The problem
You’re asked to design a system that returns arbitrary ranks, not just the top-K. Given a video ID, return its global rank (which might be 54,311 or 1,234,545,678). Given a rank, return the video at that position. The interviewer says something like: “Design a ranking system for YouTube videos by view count. A user should be able to look up the rank of any specific video and browse the full leaderboard at any position.”
This looks like a harmless extension of top-K — “just sort everything
instead of taking the top 100.” It isn’t. The trap is that top-K
tolerates approximation on the tail (“is #xyz in the top 100 or
not?”), but full ranking asks about items deep in the tail, where
approximation breaks down and every structure we used for top-K either
doesn’t scale or doesn’t support the query. Candidates who reach for a
single Redis sorted set will be out of memory at roughly the first
billion entries. Candidates who recognize that no single structure
serves all rank queries — and who propose a tiered design with
different storage for hot top positions, mid-tail ranks, and deep
archival — pass the gate. The interviewer is testing whether you can
decompose a query surface by access pattern instead of forcing one
data structure to do everything.
Below is how I’d walk through this, roughly in the order I’d speak the words, with the architecture evolving stage by stage.
1. Clarify before you design
First 3–5 minutes. Resist the urge to start drawing.
Questions I’d ask:
- What’s the ranked dimension? View count, upvotes, revenue, a composite score? Composite scores change the update pattern significantly.

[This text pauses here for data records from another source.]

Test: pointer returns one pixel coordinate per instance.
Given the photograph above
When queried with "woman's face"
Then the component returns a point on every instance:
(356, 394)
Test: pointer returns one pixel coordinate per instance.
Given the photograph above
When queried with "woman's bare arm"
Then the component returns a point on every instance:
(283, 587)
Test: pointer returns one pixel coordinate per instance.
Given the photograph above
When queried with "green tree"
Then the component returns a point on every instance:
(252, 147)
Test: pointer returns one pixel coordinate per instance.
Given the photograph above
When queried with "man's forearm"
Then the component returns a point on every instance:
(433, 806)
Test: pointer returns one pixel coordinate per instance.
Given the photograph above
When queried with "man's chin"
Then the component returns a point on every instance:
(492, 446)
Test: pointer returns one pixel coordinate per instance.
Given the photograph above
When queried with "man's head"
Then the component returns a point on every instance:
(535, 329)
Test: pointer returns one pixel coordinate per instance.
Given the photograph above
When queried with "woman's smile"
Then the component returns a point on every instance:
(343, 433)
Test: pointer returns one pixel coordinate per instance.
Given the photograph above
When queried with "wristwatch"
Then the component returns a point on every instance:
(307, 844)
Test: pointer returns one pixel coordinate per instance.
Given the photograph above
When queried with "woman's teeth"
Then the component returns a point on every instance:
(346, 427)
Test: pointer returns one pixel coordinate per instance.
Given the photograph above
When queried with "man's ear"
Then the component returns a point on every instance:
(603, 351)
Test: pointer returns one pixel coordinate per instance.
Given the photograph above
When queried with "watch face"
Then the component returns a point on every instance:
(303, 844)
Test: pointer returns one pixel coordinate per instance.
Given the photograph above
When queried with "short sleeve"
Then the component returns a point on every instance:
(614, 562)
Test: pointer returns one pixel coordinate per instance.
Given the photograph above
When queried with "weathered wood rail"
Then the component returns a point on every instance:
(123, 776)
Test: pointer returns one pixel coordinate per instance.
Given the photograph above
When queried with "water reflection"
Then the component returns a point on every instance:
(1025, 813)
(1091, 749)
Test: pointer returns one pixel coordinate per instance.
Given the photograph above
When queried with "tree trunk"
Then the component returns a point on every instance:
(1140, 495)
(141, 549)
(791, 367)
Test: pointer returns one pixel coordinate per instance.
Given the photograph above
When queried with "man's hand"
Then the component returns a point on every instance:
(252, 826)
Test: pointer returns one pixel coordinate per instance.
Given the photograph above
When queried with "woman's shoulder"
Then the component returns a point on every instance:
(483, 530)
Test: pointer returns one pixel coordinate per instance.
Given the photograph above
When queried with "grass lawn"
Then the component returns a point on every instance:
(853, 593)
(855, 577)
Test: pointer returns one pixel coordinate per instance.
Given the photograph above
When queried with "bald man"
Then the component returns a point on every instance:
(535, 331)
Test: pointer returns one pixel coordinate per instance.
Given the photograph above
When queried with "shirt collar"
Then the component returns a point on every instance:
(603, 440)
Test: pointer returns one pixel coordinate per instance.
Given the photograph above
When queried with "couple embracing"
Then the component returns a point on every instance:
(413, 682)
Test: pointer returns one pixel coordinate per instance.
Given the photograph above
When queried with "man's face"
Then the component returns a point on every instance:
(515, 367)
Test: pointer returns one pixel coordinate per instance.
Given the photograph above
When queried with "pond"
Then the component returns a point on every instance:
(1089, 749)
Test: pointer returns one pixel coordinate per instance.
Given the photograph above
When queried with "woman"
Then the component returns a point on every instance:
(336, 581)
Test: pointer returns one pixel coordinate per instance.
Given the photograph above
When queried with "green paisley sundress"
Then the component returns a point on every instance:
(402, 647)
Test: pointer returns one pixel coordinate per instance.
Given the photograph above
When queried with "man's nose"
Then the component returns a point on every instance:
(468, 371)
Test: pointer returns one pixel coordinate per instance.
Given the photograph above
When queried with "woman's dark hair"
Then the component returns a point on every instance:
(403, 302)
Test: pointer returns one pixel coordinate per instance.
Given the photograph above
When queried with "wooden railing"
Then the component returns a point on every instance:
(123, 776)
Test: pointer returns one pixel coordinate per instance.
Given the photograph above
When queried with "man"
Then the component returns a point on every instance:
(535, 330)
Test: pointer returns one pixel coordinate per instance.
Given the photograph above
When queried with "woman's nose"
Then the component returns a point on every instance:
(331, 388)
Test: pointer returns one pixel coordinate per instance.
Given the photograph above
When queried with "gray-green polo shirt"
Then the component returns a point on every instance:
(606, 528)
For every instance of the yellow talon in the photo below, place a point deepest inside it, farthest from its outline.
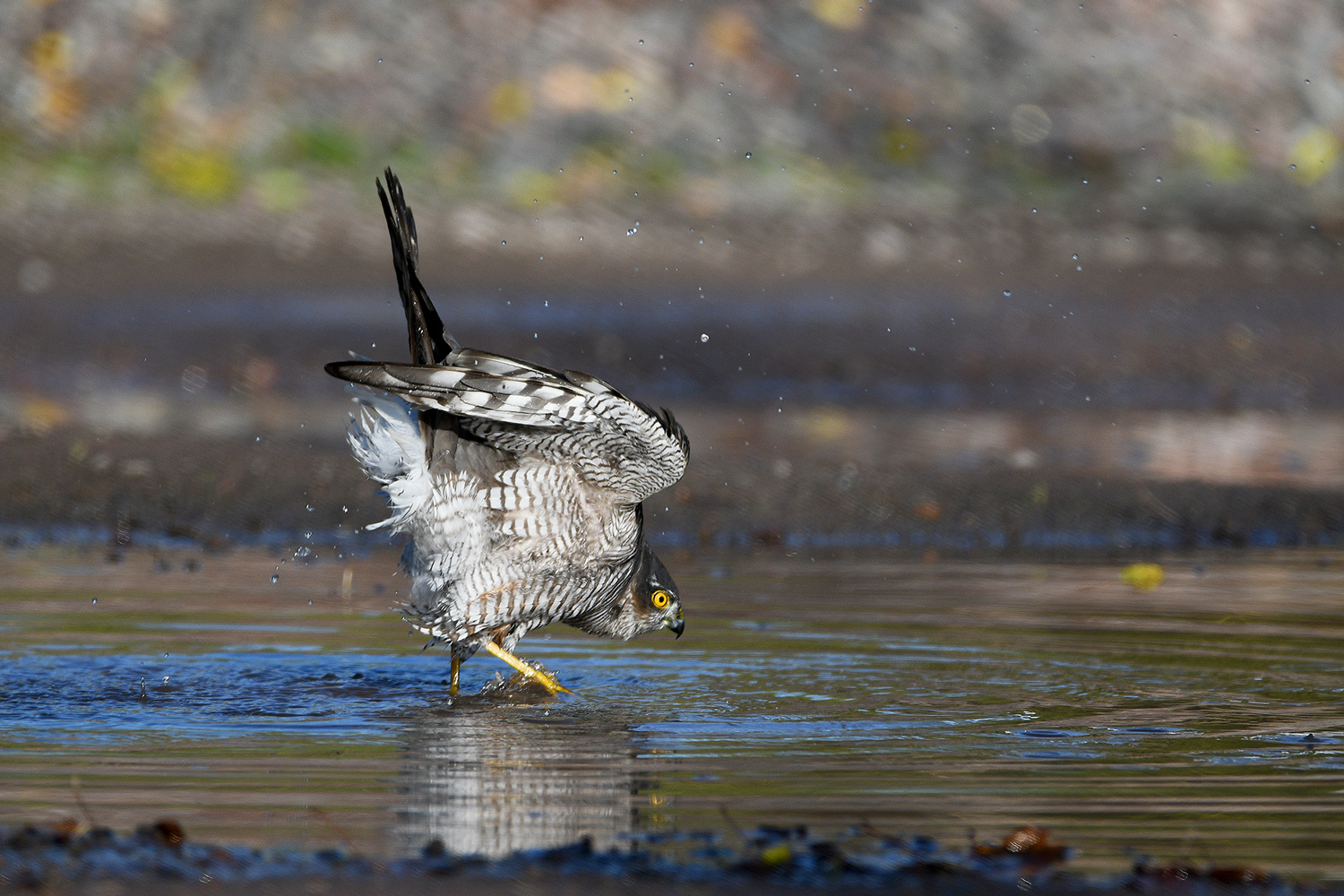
(542, 677)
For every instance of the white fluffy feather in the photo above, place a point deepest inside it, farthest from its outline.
(387, 443)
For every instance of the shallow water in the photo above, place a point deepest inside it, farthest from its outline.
(1201, 720)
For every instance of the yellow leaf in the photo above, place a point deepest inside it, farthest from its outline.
(1145, 576)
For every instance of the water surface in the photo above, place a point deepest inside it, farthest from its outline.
(1201, 720)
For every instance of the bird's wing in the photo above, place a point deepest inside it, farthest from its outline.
(570, 418)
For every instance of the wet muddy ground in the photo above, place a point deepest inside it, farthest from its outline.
(1196, 721)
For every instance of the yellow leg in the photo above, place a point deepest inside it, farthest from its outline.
(543, 678)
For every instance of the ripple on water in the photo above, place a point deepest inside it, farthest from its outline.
(918, 697)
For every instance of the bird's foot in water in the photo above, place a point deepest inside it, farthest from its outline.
(535, 673)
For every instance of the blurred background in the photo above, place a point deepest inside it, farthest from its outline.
(945, 277)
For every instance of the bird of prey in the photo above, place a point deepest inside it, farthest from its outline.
(521, 487)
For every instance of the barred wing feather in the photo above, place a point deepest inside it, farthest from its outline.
(569, 418)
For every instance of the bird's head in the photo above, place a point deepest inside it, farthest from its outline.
(656, 600)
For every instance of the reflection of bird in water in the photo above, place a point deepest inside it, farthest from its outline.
(521, 487)
(495, 780)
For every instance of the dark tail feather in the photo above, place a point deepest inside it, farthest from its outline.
(429, 339)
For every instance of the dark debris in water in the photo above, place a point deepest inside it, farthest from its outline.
(40, 857)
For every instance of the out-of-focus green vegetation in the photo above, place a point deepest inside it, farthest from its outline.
(1128, 115)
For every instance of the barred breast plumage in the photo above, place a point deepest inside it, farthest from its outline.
(518, 485)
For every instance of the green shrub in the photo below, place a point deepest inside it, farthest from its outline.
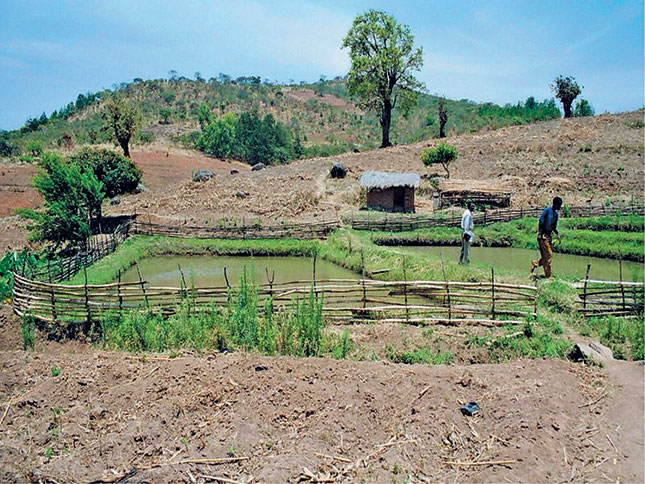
(72, 199)
(34, 148)
(117, 173)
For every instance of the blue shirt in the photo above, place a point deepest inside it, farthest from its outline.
(548, 221)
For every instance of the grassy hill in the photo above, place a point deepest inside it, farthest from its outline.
(322, 115)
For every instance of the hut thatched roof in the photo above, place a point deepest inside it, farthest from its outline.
(383, 180)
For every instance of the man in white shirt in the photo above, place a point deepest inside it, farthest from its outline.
(467, 235)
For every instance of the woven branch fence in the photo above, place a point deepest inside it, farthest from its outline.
(258, 230)
(401, 222)
(97, 247)
(610, 298)
(345, 300)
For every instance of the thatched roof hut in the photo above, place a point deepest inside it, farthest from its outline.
(393, 192)
(383, 180)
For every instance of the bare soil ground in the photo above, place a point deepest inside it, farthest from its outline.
(15, 189)
(111, 416)
(584, 159)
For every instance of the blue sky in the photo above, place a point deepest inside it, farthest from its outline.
(493, 50)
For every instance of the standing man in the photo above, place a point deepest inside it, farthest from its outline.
(548, 225)
(467, 235)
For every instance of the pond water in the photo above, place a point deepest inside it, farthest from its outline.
(208, 270)
(511, 259)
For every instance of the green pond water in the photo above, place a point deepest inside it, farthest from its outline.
(511, 259)
(205, 271)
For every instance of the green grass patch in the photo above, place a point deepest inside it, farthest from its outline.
(594, 236)
(297, 330)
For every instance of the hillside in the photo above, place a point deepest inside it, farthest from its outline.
(589, 159)
(322, 115)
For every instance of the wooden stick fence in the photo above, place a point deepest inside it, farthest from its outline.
(346, 301)
(97, 247)
(243, 231)
(610, 298)
(402, 222)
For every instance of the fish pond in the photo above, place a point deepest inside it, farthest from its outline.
(519, 260)
(206, 270)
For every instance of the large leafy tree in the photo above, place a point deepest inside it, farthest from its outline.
(383, 58)
(123, 121)
(72, 200)
(566, 90)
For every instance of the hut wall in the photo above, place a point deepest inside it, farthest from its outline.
(409, 199)
(384, 199)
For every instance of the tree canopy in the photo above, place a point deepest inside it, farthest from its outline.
(123, 121)
(72, 199)
(383, 58)
(566, 90)
(443, 154)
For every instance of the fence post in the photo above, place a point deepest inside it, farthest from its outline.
(118, 292)
(535, 300)
(88, 323)
(51, 289)
(620, 271)
(143, 286)
(270, 280)
(363, 277)
(492, 289)
(405, 291)
(443, 270)
(584, 291)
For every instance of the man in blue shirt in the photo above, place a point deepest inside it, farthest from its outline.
(466, 233)
(547, 226)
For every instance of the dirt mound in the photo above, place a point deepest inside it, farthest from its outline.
(276, 419)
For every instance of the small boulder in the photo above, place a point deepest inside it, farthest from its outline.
(594, 351)
(203, 175)
(338, 171)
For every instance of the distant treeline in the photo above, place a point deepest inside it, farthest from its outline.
(301, 122)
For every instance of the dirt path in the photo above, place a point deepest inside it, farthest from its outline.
(628, 413)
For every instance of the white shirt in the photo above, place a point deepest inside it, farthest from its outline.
(467, 224)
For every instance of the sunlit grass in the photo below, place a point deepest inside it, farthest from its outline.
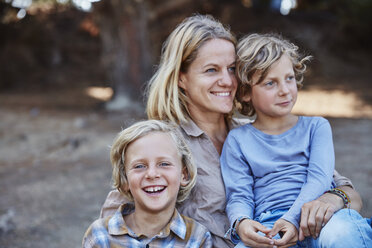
(100, 93)
(331, 103)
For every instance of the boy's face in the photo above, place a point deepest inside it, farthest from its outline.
(276, 94)
(154, 172)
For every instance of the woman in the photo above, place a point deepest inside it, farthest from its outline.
(194, 87)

- What are the query shapes?
rank_of(item_id)— given an item, return its rank.item_at(rank)— given a rank, return the item.range(rank_from, rank_to)— browse a contiguous range.neighbors(item_id, ±N)— “show me my rank and nearby.”- Which of these are hot? Which are rare?
- Total items to rank. Millions? Billions? 12 billion videos and 10 million products have very different designs.
- Update rate. How often does the ranked value change? Every view is a +1; every upvote is a +1; daily batch recompute is different.
- Freshness SLA. “My rank should be current within a second” is a different system than “ranks updated daily.”
- Exact or approximate? Top-100 ranks usually need to be exact (user-facing leaderboard). Rank 54,311 vs 54,320 — does anyone actually notice? Deep tail ranks are almost always fine to approximate.
- Range constraints. Does the product expose rank 1 billion, or does it cap at rank 10,000? Many real products never show ranks past a certain depth.
Say the interviewer confirms: ranking YouTube videos by view count, all query shapes, ~12 billion total videos, views arrive at ~1M/sec globally, top 100K must be exact and fresh within seconds, deeper ranks can be approximate and minutes stale, deepest ranks (beyond ~10M) can be hours stale.
The tiered freshness/accuracy requirement is the key signal. The interviewer is telling you: different rank ranges get different treatment. If you build one uniform system, you’ll either overpay massively or fail the SLA.
2. Capacity estimate
Brief. The numbers decide the architecture.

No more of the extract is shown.